No caso do MAM, o que é abuso é a exposição a que a criança foi submetida sem autorização da família com a divulgação do vídeo na internet – e o Ministério Público já está apurando o caso.
O aspecto mais preocupante nesse caso é a forma negligente com que o direito da criança foi tratado. As pessoas que julgaram, condenaram e compartilharam o vídeo, acabaram por criar uma situação de abuso coletivo dessa criança, embora, aparentemente, sua intenção inicial fosse justamente o contrário. Problemas que decorrem de fazer as coisas sem avaliar as consequências.
Fica a dúvida: será que era apenas isso, compartilhar um vídeo movido por um impulso moralista, ou será que é pior, ou seja, as pessoas acham de fato que isso é abuso?
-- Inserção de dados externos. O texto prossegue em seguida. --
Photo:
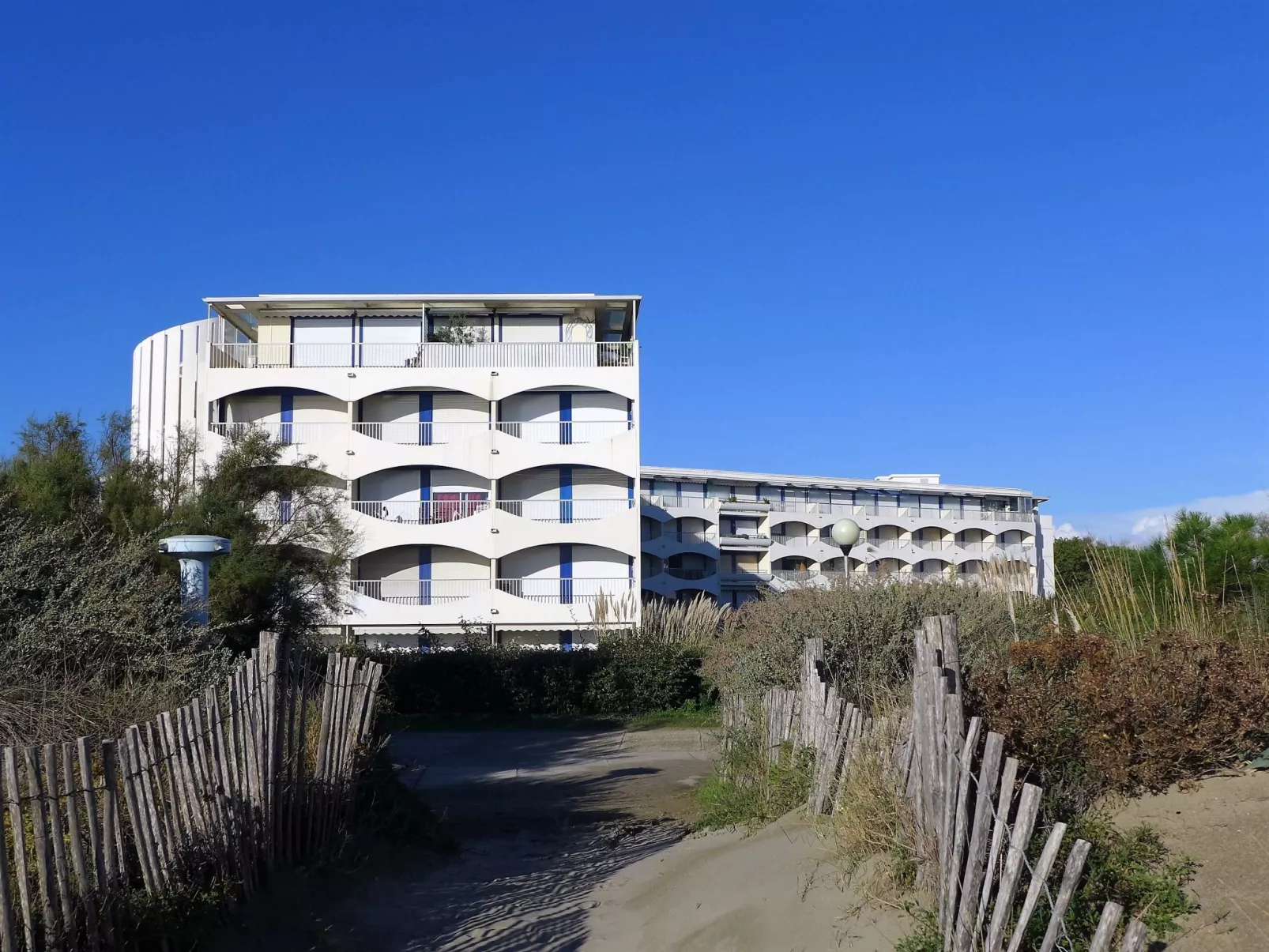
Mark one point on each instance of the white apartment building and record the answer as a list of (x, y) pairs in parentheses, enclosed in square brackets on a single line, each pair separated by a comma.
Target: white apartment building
[(728, 533), (491, 481), (489, 451)]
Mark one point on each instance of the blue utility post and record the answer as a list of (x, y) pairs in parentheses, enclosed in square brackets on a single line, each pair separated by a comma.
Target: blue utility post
[(196, 554)]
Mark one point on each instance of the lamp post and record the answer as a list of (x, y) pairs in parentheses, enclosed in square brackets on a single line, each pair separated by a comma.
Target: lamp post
[(845, 533), (196, 554)]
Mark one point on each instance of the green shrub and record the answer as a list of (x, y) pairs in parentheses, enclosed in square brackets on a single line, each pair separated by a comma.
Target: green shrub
[(747, 788), (867, 631), (1132, 868), (1089, 719), (622, 677)]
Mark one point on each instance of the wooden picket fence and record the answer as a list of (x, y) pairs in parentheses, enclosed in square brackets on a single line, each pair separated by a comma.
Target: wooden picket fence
[(257, 772), (979, 828)]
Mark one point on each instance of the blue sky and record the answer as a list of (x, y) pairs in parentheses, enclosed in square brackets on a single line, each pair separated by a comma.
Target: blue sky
[(1013, 244)]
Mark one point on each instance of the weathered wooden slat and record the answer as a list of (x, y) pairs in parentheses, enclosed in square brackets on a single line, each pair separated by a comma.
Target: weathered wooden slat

Será que as pessoas sabem o que é abuso sexual? Será que sabem, por exemplo, que a grande maioria dos abusos sexuais acontece no seio da família, na maioria das vezes por pais, padrastos ou avôs? Será que sabem que a melhor forma de prevenir os abusos é dar uma orientação clara para a criança, dizendo a ela que ninguém pode tocar em seus genitais, que fazer isso é errado, e que se acontecer ela deve procurar um adulto para contar? Não, acho que não sabem. Pior, nem devem querer saber. Infelizmente, enquanto continuarem a “compartilhar sem ler” e odiar sem saber, isso continuará.